One ByteDance engineer in Beijing was dubbed as “Master Admin” for TikTok.
Regardless of what TikTok publicly says, it appears that the short-form video hosting service has been sharing data from US users with China.
As BuzzFeed reports, audio from more than 80 internal TikTok meetings has been leaked, revealing that engineers working for ByteDance (TikTok’s parent firm) in China had access to everything. Individuals in China had access to the data, according to 14 statements from nine separate TikTok employees.
The evidence is damning, with US employees either not having authorized to access US user data or not knowing how to do so. Instead, they had to rely on someone in China, with at least one ByteDance engineer in Beijing being referred to as a “Master Admin.”
As per nypost, it’s unknown how long US data has been accessible in China, but the leaked audio reveals that it was available at the very least from September 2021 to January 2022. That’s an important point to remember when you’re thinking about it. TikTok released a statement back in 2019, which stated, “We store all TikTok US user data in the United States, with backup redundancy in Singapore. Our data centers are located entirely outside of China, and none of our data is subject to Chinese law.”
While that statement above may be correct, the company also stated “TikTok does not operate in China, nor do we have any intention of doing so in the future,” clearly ByteDance employees in China are treated separately.
In response to the leaked audio, TikTok spokesperson Maureen Shanahan told BuzzFeed:
“We know we’re among the most scrutinized platforms from a security standpoint, and we aim to remove any doubt about the security of US user data. That’s why we hire experts in their fields, continually work to validate our security standards, and bring in reputable, independent third parties to test our defenses.”
TikTok announced that it had been working with Oracle for more than a year to “better safeguard our app, systems, and the security of US user data” on the same day BuzzFeed disclosed details of the leaked audio.
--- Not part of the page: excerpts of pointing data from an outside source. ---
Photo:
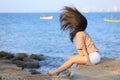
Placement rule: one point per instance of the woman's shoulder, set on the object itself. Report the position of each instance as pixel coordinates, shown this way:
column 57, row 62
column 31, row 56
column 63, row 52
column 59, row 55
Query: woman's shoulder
column 80, row 33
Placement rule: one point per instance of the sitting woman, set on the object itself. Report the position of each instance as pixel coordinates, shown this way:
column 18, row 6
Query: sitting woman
column 71, row 19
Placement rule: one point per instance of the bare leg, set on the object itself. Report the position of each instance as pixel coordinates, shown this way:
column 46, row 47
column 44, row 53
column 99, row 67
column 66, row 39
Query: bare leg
column 73, row 60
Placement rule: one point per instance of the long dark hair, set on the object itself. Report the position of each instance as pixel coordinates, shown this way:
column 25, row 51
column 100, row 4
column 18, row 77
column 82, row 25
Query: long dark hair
column 71, row 19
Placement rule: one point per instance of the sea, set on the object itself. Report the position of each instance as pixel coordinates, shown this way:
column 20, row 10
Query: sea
column 27, row 33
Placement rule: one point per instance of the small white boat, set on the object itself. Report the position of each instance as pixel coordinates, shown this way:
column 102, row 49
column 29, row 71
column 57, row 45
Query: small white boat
column 46, row 17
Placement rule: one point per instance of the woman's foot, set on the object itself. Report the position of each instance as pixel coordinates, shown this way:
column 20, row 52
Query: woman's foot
column 53, row 72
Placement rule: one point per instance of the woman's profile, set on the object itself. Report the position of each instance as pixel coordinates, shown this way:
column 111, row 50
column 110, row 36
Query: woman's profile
column 73, row 21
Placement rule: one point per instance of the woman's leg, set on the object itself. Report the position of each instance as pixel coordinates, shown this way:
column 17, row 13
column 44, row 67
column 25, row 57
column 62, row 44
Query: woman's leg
column 73, row 60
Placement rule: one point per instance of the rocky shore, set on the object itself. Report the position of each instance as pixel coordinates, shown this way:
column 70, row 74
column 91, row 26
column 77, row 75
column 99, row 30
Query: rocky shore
column 108, row 69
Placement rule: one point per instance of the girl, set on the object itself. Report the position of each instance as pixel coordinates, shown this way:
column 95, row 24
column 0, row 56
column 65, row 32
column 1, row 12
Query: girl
column 71, row 19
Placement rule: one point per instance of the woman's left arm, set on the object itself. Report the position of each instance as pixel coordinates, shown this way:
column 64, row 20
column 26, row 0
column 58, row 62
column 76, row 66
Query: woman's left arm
column 86, row 54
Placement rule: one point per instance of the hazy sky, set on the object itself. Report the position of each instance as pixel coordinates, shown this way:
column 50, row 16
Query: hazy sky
column 56, row 5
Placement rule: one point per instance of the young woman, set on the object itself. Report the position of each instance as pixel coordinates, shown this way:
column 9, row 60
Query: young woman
column 71, row 19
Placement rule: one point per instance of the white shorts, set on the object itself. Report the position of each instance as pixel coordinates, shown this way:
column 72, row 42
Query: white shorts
column 94, row 57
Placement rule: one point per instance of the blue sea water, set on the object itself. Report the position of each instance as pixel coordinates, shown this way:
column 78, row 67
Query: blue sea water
column 25, row 32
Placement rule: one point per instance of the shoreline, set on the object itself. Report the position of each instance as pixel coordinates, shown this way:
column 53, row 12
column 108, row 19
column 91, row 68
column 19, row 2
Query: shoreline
column 108, row 69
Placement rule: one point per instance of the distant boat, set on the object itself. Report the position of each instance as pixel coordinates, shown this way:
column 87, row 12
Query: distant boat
column 46, row 17
column 111, row 20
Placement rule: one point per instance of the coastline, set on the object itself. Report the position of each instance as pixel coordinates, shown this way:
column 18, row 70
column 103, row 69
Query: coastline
column 108, row 69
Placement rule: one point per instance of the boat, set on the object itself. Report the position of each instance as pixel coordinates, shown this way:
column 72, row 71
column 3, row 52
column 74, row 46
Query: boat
column 46, row 17
column 111, row 20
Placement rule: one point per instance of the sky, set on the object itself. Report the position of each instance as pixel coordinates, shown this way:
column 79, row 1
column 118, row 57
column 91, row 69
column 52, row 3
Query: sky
column 57, row 5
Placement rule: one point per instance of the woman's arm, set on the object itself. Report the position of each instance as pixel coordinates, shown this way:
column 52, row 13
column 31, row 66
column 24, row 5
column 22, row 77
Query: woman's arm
column 81, row 46
column 85, row 53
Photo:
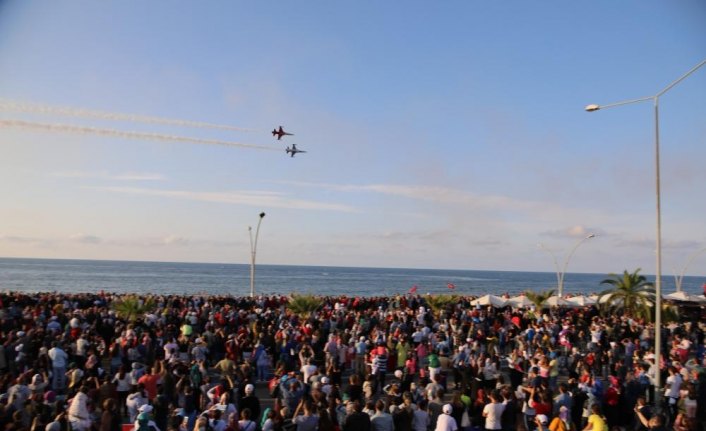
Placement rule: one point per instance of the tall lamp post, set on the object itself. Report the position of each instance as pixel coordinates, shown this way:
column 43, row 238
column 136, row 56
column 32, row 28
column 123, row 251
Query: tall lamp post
column 658, row 275
column 253, row 253
column 560, row 273
column 679, row 278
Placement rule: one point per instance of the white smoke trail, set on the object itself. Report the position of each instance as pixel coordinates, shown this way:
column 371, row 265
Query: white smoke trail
column 36, row 108
column 83, row 130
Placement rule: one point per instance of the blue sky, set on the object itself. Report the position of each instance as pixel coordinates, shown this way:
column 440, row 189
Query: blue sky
column 439, row 135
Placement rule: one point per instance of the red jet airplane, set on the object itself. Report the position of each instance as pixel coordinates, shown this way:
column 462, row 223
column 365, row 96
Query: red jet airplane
column 279, row 133
column 294, row 150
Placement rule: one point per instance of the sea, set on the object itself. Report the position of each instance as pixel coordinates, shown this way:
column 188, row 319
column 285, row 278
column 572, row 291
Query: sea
column 58, row 275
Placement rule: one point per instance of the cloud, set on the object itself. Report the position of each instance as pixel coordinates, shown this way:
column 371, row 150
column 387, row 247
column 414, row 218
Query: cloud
column 577, row 231
column 19, row 239
column 257, row 199
column 648, row 243
column 127, row 176
column 175, row 240
column 443, row 195
column 86, row 239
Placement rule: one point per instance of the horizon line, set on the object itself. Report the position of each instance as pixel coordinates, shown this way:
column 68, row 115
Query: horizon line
column 318, row 266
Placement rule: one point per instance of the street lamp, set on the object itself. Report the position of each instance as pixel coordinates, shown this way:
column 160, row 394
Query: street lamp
column 560, row 273
column 253, row 252
column 679, row 278
column 658, row 275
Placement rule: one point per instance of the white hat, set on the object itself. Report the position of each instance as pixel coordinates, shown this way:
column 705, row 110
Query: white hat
column 145, row 408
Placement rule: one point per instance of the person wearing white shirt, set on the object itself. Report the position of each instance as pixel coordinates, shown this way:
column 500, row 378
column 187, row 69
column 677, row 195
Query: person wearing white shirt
column 59, row 360
column 446, row 422
column 493, row 411
column 671, row 390
column 79, row 417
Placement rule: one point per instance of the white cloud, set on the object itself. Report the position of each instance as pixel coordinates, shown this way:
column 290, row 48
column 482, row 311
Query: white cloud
column 577, row 231
column 103, row 175
column 249, row 198
column 86, row 239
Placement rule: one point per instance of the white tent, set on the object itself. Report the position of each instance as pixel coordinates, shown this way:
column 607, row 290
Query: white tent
column 557, row 301
column 493, row 300
column 582, row 301
column 685, row 297
column 520, row 301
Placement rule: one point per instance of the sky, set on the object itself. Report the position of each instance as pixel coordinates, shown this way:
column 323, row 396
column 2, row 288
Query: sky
column 445, row 135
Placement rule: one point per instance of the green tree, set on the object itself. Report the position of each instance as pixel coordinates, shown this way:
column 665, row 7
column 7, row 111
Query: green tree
column 630, row 293
column 304, row 305
column 130, row 307
column 538, row 298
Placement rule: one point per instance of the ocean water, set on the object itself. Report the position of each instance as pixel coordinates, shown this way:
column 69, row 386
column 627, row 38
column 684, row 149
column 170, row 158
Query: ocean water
column 53, row 275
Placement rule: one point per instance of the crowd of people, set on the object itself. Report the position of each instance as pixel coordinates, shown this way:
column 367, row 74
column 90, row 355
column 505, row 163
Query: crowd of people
column 71, row 362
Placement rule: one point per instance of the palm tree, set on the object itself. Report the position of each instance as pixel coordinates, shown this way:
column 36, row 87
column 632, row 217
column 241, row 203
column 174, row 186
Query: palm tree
column 538, row 298
column 130, row 307
column 631, row 293
column 304, row 305
column 439, row 303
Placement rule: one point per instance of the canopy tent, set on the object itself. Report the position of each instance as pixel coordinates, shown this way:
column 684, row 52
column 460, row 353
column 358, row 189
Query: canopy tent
column 520, row 301
column 685, row 297
column 582, row 301
column 558, row 301
column 493, row 300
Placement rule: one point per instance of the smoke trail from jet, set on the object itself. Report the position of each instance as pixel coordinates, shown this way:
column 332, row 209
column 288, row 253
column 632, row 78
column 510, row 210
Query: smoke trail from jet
column 83, row 130
column 36, row 108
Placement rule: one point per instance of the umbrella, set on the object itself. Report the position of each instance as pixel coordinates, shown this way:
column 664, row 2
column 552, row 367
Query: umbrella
column 582, row 301
column 520, row 301
column 493, row 300
column 685, row 297
column 557, row 301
All traffic from US customers is now routed through Oracle Cloud Infrastructure, and TikTok aims to remove private data from US users from its own data centers in the US and Singapore. TikTok also explains how it has a new department “with US-based leadership, to solely manage US user data for TikTok.”
By moving to Oracle’s cloud and pledging to manage US data in the United States, it’s safe to assume that no more ByteDance engineers will have access to it. However, it would be stupid of TikTok’s management to believe that this was the end of the matter. If anything, it’s more likely to be just the beginning of fresh inquiry over the company’s practices.